MY CALL: This movie is dumb. Really dumb. But it’s also gory, campy, bad in a good way and full of laughs and weird things like werezombeavers. MOVIES LIKE Zombeavers: Looking for more self-aware horror that will make you laugh? Try Black Sheep (2006), Cabin Fever (2002), Cabin Fever 2 (2009), Cabin Fever: Patient Zero (2014), Shark Night 3D (2011), The Boneyard (1991), Critters (1986), Gremlins (1984), Ghoulies (1985), Piranha 3D (2010), Piranha 3DD (2012).
This flick dutifully pays homage to the likes of Piranha 3D (2010), which feels like an Academy Award winner next to this. It answers what happens when an inexperienced director teams up with two inexperienced writers, none of whom having written or directed anything in horror? Certainly nothing amazing, but perhaps something that’s still worth the price of admission at the very least…as long as you brought beer, that is. That’s what Zombeavers is. It’s the very least…the very least that it takes to watch a movie and not hate, regret or dislike it to the point that it cannot be enjoyed.

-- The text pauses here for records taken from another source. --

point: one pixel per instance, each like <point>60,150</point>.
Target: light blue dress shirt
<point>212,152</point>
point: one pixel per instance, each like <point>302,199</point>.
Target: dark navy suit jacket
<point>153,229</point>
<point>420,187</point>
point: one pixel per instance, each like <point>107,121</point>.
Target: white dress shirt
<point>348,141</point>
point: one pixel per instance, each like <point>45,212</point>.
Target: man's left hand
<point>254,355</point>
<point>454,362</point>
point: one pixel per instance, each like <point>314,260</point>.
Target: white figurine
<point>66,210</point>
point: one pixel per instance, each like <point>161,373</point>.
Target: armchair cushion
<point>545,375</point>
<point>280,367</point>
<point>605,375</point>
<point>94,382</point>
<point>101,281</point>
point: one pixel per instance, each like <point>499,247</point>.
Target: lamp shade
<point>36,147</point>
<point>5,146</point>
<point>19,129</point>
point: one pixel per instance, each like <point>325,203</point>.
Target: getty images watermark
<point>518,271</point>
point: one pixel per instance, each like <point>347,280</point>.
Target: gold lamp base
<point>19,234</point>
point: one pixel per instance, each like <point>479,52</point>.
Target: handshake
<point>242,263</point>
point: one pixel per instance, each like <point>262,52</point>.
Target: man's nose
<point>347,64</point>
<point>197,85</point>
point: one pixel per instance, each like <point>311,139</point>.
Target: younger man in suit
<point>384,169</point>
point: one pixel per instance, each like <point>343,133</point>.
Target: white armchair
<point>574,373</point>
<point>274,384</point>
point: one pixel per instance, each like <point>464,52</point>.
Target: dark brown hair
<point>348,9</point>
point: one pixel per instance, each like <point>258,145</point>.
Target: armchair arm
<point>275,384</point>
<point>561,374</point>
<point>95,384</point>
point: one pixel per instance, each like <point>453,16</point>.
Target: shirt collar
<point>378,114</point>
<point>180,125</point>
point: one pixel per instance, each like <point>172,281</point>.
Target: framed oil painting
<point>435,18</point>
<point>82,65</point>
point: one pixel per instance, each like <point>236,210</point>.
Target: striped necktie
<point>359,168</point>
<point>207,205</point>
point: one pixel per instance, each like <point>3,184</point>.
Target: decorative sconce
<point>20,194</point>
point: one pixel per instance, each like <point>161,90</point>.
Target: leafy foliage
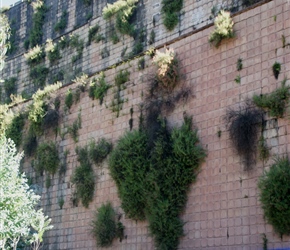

This movie is definitely funny (and fun in general), but there are scenes that I feel may not have been intentionally funny (although this film is very self-aware of its quality and tone). The acting is deplorable, the writing is horrendous, there’s basically no story nor any clever shots to boast. Yet I didn’t mind.
Perhaps a product of the film’s own self-awareness, no time is wasted before leaping into some lakeside nudity. It may not be raining breasts in terms of the gratuitous nudity, but they got to it right away for those who care. Later in the film we’ll endure some quintessentially tasteless sex scenes (brief nudity at most) that feel like a one-way ticket to pound town on frat row. The sex dialogue is pretty funny.
The highlight of the film is animatronic beavers, which are delightfully bad. After being exposed to some sort of toxic waste that was dumped in their lake, these rabid twitchy zombie beavers remind me of the glorious creature effects of the 80s. Their spastic movements are reminiscent of evil Muppets or shaky-limbed gremlins. While they are surely funny to watch, something about them remains menacing. Really—I think the twitchiness makes them appropriately off-putting. I’m somewhat reminded of the mounted deer head in Evil Dead 2 (1987) crossed with the trickster gopher from Caddyshack (1980).
As you can see BELOW, the shots very tasteful.
As if directly copying scenes out of Night of the Living Dead (1968), the zombeavers break their way through boarded up windows in the panicked victims’ vacation house and the deck of the tanning raft. The beavers are pretty smart. They chew through phone lines and know when to regroup.
If the cheap zombeavers were the best aspect of the film, the gore came next. The rubber guts and torn latex flesh is thankfully abundant as throats are bitten and bodies sundered.
Quite a pleasure was the transformation of a bitten girl into a werebeaver zombie (or werezombeaver?)—not unlike what happened in Black Sheep (2006). These infected victims behave as if they caught a beavered up version of the Evil Dead’s (2013) contagious zombie demonism. After being infected, a young woman twerks her tail—YES, she grew a beaver tail—and terrorizes her friends with her buck teeth which pushed their way through her front teeth. She even bites off a guy’s penis in the spirit of Piranha 3D (2010). Yikes!
Clearly this flick has a good sense of humor. At one point a guy throws his girlfriend’s dog in the water as a decoy for the beavers and when the zombeavers break their way through the cabin floor, it’s like a game of Whack-a-Mole.
That poor dog. SMH
The ending (and opening) scene is gloriously stupid, along with the outtakes at the end. My favorite outtake was the dog in the water being chased by the zombeaver props.
I highly recommend this to anyone who enjoyed the more recent movies listed above in “MOVIES LIKE Zombeavers.”